This article shows the problems that surround attempts to reveal police misconduct when coverups, goofs by federal investigators and good ole back door jury tampering occurs. Note the Justice Departments is hiding the ball on the details of what they did or did not do in reviewing illegal police shootings in New Orleans. A judge will determine if the public has access to federal DOJ records.
AP Joins Bid to Unseal Court Records
By MICHAEL KUNZELMAN Associated Press Aug 19, 2013, 4:27 PM
The Associated Press on Monday joined a New Orleans newspaper in urging a federal judge to unseal court documents related to a Justice Department probe of alleged prosecutorial misconduct in its investigation of deadly police shootings that happened after Hurricane Katrina.
AP attorneys argued in a court filing that the public’s interest in monitoring the profile case “cannot be overstated.”
U.S. District Judge Kurt Engelhardt hasn’t ruled on The Times-Picayune’s Aug. 6 request to intervene in the case against five current or former police officers who were convicted of civil rights violations stemming from the shootings on a New Orleans bridge less than a week after the 2005 storm.

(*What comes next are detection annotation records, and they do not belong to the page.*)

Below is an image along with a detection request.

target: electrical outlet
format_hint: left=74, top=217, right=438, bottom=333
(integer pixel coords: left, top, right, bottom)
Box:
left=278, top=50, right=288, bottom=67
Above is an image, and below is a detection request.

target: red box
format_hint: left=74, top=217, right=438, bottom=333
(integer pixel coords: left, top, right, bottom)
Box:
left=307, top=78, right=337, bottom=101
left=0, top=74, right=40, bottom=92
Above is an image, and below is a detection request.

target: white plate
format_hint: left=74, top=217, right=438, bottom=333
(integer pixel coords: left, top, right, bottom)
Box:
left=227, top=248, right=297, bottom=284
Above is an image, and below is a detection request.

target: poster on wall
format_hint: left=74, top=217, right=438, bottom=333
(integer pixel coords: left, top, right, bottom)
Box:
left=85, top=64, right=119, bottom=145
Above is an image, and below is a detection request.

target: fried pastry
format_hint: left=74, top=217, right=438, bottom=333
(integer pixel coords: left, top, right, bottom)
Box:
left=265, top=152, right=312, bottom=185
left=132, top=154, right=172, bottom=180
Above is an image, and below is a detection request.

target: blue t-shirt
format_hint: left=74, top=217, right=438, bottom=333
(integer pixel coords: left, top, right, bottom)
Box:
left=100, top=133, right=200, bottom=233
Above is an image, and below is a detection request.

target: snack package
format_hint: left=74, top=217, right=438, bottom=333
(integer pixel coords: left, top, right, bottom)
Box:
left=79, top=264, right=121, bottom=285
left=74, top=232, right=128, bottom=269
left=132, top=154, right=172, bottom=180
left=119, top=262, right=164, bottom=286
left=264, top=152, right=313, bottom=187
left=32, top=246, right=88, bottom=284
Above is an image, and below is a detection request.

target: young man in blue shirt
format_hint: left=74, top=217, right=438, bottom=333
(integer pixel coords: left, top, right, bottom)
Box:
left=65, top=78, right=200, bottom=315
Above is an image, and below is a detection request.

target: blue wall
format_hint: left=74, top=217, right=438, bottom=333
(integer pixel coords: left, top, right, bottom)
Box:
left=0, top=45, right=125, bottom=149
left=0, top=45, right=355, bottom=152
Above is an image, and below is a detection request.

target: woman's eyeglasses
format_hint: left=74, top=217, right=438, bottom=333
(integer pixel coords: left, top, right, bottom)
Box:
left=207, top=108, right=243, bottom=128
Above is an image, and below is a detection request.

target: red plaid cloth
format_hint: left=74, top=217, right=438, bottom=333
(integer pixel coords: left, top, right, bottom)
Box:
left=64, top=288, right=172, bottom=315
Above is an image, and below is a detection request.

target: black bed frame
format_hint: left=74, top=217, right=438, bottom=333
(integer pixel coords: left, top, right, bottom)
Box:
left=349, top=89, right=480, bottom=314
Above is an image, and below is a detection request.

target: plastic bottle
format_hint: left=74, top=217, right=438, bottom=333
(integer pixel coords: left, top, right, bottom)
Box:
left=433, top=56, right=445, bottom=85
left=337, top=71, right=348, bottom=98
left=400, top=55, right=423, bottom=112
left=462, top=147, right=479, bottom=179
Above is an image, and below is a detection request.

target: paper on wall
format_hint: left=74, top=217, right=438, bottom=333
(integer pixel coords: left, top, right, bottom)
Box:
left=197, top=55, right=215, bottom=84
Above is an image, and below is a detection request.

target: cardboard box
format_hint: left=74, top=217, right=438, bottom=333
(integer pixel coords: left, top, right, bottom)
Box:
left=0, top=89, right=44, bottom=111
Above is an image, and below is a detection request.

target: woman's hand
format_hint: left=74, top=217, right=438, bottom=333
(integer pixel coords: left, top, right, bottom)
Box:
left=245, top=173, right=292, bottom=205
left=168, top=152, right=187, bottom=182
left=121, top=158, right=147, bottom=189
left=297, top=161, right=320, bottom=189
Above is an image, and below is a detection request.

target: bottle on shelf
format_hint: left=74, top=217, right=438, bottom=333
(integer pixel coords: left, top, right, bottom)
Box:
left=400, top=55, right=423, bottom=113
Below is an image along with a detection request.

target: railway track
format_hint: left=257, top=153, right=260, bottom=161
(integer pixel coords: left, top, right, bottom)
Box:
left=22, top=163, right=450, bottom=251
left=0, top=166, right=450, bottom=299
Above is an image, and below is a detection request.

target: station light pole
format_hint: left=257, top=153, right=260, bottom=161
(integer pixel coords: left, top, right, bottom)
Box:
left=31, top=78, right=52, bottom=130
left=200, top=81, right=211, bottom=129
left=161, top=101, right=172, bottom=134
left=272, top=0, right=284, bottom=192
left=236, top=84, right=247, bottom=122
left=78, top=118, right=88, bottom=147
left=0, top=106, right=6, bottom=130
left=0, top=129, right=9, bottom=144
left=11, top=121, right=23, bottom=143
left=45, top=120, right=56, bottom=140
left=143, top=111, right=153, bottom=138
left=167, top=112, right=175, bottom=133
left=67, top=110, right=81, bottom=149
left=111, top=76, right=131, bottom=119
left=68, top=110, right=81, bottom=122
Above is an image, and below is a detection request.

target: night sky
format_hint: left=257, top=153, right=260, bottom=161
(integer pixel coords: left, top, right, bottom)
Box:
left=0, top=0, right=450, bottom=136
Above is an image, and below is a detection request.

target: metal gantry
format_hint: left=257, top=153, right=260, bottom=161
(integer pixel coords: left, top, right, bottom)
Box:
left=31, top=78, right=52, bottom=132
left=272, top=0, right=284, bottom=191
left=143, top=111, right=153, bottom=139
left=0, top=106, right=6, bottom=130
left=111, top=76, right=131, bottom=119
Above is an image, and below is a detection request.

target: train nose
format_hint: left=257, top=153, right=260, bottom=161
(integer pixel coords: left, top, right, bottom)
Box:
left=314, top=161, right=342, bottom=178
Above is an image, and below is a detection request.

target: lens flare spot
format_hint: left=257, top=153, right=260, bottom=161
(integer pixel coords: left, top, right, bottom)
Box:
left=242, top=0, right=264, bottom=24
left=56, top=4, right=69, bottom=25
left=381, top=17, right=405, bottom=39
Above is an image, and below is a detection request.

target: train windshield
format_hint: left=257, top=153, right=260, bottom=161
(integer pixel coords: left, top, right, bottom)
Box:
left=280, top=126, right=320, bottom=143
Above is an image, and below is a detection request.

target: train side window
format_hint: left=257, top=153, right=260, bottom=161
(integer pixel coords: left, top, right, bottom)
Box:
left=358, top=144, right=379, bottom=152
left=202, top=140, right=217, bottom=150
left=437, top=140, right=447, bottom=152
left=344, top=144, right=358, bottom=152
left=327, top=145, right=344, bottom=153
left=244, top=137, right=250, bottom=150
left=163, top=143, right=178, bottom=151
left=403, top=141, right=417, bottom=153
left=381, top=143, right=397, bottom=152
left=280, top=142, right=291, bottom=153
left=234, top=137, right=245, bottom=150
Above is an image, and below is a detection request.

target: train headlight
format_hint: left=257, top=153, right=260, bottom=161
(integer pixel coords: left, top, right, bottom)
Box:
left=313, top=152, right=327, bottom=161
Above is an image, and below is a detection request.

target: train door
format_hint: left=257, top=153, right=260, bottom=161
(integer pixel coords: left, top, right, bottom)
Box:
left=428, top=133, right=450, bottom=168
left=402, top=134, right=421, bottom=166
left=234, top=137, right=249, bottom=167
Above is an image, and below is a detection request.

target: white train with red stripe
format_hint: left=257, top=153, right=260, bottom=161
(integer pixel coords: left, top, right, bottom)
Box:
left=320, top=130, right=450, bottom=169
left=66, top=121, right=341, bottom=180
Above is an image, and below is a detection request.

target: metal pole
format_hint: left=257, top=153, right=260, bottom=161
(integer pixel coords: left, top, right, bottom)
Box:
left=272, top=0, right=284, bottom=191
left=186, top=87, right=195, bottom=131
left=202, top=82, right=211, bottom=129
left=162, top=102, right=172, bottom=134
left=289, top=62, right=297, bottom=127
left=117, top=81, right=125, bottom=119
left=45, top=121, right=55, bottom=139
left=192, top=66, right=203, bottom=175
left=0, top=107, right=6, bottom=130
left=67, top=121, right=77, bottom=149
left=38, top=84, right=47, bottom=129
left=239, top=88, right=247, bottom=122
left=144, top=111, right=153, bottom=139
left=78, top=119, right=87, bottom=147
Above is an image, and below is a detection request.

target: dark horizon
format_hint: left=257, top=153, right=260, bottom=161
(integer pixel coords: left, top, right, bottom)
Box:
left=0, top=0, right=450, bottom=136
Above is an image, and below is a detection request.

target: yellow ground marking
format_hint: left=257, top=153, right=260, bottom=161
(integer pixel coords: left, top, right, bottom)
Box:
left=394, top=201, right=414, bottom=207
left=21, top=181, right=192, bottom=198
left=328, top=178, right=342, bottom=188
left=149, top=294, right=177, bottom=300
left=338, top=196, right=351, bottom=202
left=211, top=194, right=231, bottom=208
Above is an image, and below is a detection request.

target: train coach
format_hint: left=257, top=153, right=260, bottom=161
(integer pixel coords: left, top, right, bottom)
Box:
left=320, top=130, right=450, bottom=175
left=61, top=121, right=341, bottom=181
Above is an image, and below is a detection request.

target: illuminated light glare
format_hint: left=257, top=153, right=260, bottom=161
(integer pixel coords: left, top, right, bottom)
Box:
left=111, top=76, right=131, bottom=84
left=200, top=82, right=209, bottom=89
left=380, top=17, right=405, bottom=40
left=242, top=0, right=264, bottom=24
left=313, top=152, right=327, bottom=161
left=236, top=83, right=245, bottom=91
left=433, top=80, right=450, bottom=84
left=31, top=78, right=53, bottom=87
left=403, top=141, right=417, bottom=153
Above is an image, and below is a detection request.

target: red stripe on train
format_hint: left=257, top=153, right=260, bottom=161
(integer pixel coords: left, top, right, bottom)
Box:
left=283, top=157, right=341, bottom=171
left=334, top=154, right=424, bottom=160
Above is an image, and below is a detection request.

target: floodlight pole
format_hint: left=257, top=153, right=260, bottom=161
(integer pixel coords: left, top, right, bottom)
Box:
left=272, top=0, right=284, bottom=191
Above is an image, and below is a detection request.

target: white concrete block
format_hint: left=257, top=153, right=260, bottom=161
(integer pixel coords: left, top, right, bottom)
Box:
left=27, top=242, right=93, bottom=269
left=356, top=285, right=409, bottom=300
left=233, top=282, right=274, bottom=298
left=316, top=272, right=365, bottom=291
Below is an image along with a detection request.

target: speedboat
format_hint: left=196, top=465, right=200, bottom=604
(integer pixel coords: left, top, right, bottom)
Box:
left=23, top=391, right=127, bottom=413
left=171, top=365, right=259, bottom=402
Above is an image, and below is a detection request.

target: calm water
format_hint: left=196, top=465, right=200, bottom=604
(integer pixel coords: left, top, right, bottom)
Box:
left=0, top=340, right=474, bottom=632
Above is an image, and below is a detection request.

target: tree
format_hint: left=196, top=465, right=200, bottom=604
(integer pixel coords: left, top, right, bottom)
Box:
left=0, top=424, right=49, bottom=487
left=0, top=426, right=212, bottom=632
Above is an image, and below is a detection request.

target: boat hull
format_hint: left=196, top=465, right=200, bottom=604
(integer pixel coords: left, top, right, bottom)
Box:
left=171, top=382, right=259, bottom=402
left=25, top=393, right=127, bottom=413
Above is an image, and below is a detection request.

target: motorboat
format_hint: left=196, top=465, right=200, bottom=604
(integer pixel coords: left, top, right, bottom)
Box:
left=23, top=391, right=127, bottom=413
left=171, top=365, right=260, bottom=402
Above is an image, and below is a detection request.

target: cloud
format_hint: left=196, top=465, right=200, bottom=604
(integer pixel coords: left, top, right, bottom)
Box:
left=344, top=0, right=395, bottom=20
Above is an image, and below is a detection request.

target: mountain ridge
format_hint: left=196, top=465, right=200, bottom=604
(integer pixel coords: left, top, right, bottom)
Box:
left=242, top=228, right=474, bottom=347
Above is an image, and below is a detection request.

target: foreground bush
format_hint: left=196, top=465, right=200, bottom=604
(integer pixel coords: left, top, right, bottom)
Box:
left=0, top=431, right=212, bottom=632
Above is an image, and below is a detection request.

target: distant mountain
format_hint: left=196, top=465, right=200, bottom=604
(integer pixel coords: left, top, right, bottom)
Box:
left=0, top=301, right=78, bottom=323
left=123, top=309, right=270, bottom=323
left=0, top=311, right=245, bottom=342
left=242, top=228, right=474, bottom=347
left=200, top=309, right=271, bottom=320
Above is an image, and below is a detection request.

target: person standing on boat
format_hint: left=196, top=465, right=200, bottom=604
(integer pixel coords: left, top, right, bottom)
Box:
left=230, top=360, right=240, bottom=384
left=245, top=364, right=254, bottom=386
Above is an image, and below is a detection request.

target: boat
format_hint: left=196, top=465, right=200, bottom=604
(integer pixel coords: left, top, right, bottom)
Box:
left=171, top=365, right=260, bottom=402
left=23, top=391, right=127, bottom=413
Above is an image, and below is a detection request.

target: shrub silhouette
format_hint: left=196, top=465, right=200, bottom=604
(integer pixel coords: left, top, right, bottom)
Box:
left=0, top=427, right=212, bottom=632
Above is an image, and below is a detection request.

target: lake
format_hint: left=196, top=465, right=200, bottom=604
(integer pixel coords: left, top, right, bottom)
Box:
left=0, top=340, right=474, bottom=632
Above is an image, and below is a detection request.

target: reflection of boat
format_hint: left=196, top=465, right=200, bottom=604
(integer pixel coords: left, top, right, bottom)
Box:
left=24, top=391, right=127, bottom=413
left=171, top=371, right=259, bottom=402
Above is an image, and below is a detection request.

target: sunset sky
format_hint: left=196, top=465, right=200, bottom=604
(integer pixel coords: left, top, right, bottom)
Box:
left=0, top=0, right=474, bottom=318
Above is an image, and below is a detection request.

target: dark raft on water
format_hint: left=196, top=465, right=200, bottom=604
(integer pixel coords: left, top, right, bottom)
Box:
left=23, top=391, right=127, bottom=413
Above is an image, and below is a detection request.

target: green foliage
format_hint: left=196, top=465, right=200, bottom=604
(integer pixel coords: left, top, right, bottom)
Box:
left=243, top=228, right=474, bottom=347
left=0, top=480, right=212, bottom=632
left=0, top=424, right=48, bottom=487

The Times-Picayune and AP are seeking access to sealed court filings and transcripts of closed-door hearings that Engelhardt held after ordering federal authorities to investigate the source of leaked information about the case.
“As The Times-Picayune’s memorandum already demonstrates, the First Amendment’s qualified right of public access to judicial proceedings and records in criminal cases applies regardless of the public status of the defendant, the nature of the crimes charged, or any allegations of prosecutorial misconduct,” AP lawyers wrote.
During a hearing in June 2012, Engelhardt said it appeared federal prosecutors didn’t conduct a “full-blown investigation” after AP and The Times-Picayune published articles about former New Orleans Police Lt. Michael Lohman’s anticipated guilty plea while his case was under seal. In December 2012, the Justice Department appointed one of its prosecutors from Georgia to investigate the leaks and ensure compliance with Engelhardt’s order.
Police shot and killed two unarmed people and wounded four others on Sept. 4, 2005, at the Danziger Bridge before engaging in a cover-up designed to make the shootings appear justified.
Lohman and four other former officers pleaded guilty to participating in a cover-up and are serving prison sentences. The five former officers convicted at trial in 2011 on charges arising from the shootings were sentenced by Engelhardt to prison terms of up to 65 years.
Attorneys for the officers convicted at trial claim that a series of leaks to the media, including about Lohman’s guilty plea, were part of a “secret public relations campaign” designed to influence the pool of prospective jurors. They have asked Engelhardt to order a new trial.
“Not only is the federal prosecutors’ conduct questioned in the post-conviction proceedings, but a substantial allegation of intentional jury tainting has been made,” AP attorneys wrote.
Former U.S. Attorney Jim Letten resigned in December 2012 after two of his top deputies acknowledged they had been posting anonymous comments on nola.com, The Times-Picayune’s companion website, about cases their office had handled, including the Danziger Bridge probe.
Several months before his resignation, Letten had told Engelhardt he didn’t authorize anyone from his staff to leak information about Lohman’s case and was furious when the reports were published.